Agricultural Sciences

New Penn State Graduate Curriculum In Watershed Stewardship

UNIVERSITY PARK, Pa. -- The Center for Watershed Stewardship, a collaboration between Penn State's School of Forest Resources and Department of Landscape Architecture, is seeking graduate students for spring and fall 1999. The center offers a graduate program in watershed stewardship that prepares students to work in the emerging field of watershed planning and management.

"In traditional programs, students learn the physical aspects of planning, such as resource analysis management and design," says Kerry Wedel, director of the center. "This option also provides training in the social and political aspects of watershed management. Students will work with a variety of groups and learn the consensus-building processes that are involved in putting together and implementing a community-based watershed management plan."

. Wedel, a landscape architect, has more than 14 years of experience as a water resource planner and manager at the Kansas Water Office.

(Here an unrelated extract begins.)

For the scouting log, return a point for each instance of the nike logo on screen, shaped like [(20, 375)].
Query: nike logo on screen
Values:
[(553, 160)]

He identified water resource issues within the state's river basins and state, federal and other programs that could be used to address them.

"In watersheds, planning issues are really integrated," Wedel says. "What you do with community development and land use has a direct effect on water quality and supply, stormwater, wildlife habitats and stream management. In our graduate option, we'll promote training in interdisciplinary, comprehensive planning and management, so students will be able to go out and address these kinds of issues."

Community service projects, called "Keystone Projects," will be conducted in partnership with local governments, nonprofit organizations, landowners and businesses to help students gain collaboration and problem-solving skills. Students will form year-long interdisciplinary teams that will address real watershed stewardship challenges in Pennsylvania communities.

"To solve these kinds of problems, local grassroots organizations need partners and collaborators," says associate director Lysle Sherwin. "Our students will help nonprofit organizations build their capacity so they can be effective catalysts in their communities."

Sherwin, a wildlife biologist, served more than 20 years as executive director of the Loyalhanna Watershed Association, a private, nonprofit, regional group in western Pennsylvania. Sherwin helped build a small, volunteer group into a broadly supported organization by raising funds and building collaborations with a wide array of agencies and organizations. Recently, the association helped establish a 22-acre passive treatment system of designed wetlands to remediate a serious abandoned mine drainage problem near Latrobe.

"First you have to get consciousness raised and all the stakeholders together," Sherwin says. "Then, once you get people thinking of the watershed as their 'environmental address,' they realize we're all connected and need to work together to improve the community's quality of life and economic prosperity."

Over the next five years, the center plans to help six Pennsylvania communities through Keystone Projects, train approximately 60 watershed stewardship graduate students and offer at least 11 educational programs and workshops to practicing professionals and community leaders. The first continuing education course, "Principles of Wetland Design," was offered in August.

Prospective students can apply for the option through the School of Forest Resources in the College of Agricultural Sciences, or the Department of Landscape Architecture in the College of Arts and Architecture. Fellowships are available for selected students. For information, contact Kerry Wedel or Lysle Sherwin at 8B Ferguson Building, University Park, PA 16802; 814-865-3334; http://www.larch.psu.edu/watershedstewardship.html/watershedstewardship.html.

The center is funded by a five-year, $1.78 million grant from the Howard Heinz Endowment of Pittsburgh.